I’m the second of five kids. Being a second-child, I have a genetic predisposition for shortcuts. As a child, I learned that lying served as a shortcut for almost any situation -- or as I prefer to think of it now, embracing alternate truths. (Hey it works for politicians.) Unknown to me at the time, my parents were much smarter than I assumed. My clever lies were obvious to them. It took me a while to catch on. By the time I did, however, my affinity for alternate truths had been imprinted. It took on the form of daydreaming in school, making up stories in my head in church, and eventually filling spiral notebooks with fiction.

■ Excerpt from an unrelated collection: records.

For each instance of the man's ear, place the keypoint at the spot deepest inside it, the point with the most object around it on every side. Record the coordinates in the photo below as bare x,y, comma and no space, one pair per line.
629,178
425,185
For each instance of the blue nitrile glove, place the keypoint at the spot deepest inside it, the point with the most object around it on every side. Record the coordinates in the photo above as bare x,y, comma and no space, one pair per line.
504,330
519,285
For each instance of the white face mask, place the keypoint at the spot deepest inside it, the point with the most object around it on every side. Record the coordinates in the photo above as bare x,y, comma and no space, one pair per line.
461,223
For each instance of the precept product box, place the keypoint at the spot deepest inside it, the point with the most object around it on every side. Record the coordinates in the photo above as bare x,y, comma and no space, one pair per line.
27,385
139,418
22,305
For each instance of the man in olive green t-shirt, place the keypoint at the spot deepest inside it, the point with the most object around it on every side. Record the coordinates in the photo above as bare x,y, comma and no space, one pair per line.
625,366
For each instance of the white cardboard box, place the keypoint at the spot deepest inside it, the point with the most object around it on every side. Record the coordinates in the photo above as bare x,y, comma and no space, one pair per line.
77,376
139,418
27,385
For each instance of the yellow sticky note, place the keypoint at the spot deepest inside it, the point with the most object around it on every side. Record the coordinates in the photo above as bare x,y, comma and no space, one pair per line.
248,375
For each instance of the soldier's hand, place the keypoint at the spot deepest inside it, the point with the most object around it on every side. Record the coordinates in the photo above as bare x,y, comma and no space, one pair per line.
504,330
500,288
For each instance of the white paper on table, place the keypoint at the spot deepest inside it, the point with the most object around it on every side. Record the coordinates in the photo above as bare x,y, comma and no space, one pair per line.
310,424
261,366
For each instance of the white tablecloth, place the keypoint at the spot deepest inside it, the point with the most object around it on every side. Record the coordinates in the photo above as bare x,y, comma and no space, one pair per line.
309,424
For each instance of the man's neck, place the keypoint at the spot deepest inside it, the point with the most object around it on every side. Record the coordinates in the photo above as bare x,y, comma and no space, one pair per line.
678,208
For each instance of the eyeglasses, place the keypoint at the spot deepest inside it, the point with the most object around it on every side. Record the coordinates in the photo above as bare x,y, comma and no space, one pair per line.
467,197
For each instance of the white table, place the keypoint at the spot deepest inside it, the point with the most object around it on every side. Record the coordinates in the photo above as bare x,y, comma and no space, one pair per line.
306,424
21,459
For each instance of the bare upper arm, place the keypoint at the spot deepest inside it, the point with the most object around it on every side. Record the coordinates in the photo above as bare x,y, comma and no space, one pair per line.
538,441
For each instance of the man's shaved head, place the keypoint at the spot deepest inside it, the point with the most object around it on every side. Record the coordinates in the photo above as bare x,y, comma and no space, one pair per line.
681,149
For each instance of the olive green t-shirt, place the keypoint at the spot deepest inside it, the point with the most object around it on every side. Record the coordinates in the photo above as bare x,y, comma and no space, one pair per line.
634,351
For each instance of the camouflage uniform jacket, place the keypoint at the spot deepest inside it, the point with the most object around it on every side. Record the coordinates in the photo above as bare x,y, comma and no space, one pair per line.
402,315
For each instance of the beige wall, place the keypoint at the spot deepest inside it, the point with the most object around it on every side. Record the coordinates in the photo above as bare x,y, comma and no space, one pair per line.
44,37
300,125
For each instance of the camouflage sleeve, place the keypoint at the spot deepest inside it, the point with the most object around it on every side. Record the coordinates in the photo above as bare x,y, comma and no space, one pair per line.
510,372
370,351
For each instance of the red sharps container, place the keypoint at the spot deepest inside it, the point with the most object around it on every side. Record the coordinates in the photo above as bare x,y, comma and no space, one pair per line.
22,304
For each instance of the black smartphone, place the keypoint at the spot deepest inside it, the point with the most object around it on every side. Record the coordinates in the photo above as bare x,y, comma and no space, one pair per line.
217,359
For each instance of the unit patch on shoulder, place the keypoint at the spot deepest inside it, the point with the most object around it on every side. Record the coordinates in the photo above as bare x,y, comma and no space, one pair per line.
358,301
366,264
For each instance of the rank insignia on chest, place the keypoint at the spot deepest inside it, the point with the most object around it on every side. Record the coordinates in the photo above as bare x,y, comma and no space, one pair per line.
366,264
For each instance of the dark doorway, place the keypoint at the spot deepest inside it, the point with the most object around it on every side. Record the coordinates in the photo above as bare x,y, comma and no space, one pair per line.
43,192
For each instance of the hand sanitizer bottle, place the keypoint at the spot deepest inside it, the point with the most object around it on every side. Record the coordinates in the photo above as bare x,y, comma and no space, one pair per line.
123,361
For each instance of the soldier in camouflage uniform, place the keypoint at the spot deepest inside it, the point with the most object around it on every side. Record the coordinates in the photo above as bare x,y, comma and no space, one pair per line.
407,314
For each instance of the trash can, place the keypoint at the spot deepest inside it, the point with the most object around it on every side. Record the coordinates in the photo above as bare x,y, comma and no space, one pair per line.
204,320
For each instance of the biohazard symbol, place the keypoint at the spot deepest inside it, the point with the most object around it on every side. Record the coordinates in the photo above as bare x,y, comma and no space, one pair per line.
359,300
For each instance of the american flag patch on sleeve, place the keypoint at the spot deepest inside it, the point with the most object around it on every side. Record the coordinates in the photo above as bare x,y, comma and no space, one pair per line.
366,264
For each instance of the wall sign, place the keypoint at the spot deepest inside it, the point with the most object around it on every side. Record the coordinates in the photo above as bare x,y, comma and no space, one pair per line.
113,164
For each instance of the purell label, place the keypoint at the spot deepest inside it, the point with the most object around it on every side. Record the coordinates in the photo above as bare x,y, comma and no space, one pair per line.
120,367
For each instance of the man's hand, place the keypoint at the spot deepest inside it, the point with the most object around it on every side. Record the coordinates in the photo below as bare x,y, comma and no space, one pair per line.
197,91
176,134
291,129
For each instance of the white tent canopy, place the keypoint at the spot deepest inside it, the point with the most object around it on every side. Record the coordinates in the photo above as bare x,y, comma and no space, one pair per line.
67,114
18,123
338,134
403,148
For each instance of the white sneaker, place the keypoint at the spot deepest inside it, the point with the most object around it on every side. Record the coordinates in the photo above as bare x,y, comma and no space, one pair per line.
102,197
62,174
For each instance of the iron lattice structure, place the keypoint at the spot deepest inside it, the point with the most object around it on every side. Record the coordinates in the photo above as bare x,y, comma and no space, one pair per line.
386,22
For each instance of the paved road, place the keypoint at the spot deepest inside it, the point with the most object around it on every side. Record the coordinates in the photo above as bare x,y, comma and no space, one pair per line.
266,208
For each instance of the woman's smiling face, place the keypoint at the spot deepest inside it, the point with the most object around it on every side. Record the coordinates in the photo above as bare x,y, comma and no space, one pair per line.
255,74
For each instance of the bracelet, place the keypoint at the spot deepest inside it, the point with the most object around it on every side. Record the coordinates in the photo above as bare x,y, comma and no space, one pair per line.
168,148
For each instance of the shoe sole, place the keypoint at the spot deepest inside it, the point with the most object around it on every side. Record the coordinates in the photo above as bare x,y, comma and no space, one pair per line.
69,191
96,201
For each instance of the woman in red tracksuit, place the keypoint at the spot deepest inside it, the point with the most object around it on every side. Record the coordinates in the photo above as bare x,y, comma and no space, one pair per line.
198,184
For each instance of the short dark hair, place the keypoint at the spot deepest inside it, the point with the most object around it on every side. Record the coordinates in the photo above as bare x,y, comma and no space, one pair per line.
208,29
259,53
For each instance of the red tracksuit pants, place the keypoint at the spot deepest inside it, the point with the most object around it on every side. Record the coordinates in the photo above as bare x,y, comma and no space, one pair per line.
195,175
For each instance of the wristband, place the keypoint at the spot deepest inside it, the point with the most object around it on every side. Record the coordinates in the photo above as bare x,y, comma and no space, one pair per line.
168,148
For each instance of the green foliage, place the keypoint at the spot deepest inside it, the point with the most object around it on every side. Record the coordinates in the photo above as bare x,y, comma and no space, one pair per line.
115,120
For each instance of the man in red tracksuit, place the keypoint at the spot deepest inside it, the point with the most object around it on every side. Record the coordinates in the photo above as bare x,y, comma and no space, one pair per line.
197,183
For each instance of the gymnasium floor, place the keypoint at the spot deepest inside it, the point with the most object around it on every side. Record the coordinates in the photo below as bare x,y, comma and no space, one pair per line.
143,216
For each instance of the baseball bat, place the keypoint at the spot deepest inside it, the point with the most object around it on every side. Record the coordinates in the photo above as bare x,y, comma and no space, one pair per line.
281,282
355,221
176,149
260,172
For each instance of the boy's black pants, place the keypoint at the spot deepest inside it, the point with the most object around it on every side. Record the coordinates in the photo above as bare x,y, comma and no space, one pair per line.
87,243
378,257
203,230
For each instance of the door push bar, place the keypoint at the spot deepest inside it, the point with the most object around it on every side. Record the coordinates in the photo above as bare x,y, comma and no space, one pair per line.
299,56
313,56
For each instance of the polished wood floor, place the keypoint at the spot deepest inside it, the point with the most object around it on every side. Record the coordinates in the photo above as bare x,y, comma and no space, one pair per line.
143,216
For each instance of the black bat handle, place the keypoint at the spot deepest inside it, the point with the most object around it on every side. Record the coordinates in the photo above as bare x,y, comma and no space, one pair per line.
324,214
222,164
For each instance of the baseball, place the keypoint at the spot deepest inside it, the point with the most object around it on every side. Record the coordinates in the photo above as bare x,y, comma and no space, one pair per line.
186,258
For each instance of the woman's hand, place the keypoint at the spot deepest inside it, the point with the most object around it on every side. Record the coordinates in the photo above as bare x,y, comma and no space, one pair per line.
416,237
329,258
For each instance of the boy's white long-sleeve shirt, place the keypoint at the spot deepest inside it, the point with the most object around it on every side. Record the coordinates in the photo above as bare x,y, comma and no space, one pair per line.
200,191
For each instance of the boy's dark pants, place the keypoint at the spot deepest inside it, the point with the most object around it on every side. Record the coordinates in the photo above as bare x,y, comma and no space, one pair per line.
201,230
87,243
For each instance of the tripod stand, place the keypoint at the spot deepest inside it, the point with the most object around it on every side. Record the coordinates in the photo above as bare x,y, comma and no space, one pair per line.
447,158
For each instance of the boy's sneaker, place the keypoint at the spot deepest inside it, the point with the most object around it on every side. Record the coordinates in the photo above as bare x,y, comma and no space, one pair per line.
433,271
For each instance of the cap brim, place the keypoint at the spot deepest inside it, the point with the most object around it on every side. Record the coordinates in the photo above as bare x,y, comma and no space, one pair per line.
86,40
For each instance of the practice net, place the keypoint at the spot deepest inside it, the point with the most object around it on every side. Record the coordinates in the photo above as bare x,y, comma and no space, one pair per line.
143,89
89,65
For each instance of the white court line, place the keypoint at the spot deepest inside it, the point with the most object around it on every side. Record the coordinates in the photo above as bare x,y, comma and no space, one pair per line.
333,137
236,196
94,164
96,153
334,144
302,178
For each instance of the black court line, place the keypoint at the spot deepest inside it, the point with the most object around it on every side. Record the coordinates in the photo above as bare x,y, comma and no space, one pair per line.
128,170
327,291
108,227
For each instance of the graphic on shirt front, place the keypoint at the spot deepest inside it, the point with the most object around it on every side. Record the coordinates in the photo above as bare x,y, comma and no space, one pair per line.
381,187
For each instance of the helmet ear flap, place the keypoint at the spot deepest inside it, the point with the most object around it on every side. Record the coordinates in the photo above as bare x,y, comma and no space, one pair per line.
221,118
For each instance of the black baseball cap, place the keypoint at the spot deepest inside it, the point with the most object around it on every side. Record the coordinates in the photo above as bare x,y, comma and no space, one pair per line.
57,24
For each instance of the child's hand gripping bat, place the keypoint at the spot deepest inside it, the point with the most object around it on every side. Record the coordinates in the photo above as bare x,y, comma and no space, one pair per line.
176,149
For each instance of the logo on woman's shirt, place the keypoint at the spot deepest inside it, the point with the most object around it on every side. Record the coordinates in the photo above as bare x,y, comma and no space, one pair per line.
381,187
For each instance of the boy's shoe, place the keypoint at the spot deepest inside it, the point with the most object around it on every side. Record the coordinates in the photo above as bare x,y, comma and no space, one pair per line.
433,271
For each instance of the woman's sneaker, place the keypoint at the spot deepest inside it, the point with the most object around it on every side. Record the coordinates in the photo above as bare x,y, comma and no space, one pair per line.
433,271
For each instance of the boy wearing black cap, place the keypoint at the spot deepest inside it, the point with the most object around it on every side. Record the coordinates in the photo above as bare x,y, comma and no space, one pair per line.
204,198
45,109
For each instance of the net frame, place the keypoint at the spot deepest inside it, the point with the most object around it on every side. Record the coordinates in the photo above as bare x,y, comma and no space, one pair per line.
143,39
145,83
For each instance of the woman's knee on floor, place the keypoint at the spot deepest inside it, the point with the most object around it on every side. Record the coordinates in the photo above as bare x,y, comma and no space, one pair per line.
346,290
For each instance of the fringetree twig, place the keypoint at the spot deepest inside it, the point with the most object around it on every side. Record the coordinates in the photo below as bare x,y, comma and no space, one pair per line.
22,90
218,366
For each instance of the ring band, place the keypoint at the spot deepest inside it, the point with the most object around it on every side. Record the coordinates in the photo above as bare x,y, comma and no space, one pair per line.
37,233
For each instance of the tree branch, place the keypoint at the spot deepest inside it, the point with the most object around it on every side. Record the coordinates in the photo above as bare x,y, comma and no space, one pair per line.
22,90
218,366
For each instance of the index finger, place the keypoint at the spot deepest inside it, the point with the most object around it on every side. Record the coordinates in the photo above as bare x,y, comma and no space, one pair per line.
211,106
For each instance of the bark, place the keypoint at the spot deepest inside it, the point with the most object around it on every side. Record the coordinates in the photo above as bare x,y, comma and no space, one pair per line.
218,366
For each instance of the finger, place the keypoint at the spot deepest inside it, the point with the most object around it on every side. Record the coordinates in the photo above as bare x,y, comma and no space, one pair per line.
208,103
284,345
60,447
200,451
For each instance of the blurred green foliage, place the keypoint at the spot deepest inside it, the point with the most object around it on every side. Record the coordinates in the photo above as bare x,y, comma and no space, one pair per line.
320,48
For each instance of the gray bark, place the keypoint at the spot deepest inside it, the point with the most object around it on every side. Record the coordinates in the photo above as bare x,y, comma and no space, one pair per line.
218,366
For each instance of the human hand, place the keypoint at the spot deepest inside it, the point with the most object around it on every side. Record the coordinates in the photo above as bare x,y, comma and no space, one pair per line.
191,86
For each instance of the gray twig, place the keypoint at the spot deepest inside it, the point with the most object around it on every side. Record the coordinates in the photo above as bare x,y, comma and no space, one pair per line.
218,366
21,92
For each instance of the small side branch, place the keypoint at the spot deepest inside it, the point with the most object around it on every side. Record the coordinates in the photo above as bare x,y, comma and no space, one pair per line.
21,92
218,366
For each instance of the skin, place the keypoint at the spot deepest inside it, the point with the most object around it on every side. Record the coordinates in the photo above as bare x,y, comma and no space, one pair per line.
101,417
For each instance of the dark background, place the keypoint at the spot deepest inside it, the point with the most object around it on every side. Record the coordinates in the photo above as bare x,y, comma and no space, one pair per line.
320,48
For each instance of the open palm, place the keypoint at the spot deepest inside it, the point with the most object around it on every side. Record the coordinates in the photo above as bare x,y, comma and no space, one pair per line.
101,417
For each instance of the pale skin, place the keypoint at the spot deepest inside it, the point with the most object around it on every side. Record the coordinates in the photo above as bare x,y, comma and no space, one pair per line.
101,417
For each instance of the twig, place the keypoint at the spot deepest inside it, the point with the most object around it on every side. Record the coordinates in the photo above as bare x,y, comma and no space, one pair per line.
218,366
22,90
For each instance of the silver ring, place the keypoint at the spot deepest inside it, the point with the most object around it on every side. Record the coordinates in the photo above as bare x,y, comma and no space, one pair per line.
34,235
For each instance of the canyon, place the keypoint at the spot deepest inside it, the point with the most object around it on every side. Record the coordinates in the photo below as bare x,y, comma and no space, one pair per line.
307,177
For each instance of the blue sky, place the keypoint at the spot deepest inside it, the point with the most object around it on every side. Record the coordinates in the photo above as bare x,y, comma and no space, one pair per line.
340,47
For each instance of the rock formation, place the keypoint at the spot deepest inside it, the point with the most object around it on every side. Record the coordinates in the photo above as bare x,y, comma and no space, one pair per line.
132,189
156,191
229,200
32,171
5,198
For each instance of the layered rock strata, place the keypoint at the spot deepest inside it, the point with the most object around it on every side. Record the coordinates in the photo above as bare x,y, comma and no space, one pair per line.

So here I am. Still spinning tales. Making up stuff.

Flying.

My wife patiently accepts the fact that she is not my first love. We married when I was eighteen, and the wedding band she gave me has never left my hand. But there’s a vintage Army Air Corps ring on the third finger of my right hand, and it’s been there longer. It was a gift from my cousin Rich, who gave it to me when I began flying at sixteen. If that’s not evidence that my first love is flying, then I submit a photo taken when I was six. I’m holding a birthday cake and instead of candles or a wax numeral six, an airplane rests in the frosting.

I hold a commercial pilot’s license with ratings for airplanes, single- and multi-engine, instrument, instructor ratings for all of the above, and a private-pilot rating for rotorcraft. I have worked for a living as a flight instructor and as a charter pilot. These days, when I’m not flying the Rotorway helicopter I built from a kit (www.rotorway.com) you will find me flying a lovely Beechcraft Bonanza or an absolutely gorgeous Beechcraft Baron.

In the Divisible Man novels, I have found a way to merge my love of aviation with my love of making things up. Toss in the fact that I taught myself touch typing in my early twenties (on an IBM Selectric -- wish I still had it) and you now know my Happy Places. The airport. The laptop. Sometimes both simultaneously.

Technically being my second love doesn’t mean my wife isn’t my true love. As a first child, she is the gift God gave to keep this second child’s life on the rails, and to make impossible things possible. I am blessed with having her, and with knowing, as all pilot’s know, that no matter how cloudy things get, if you fly high enough, the sky is still blue.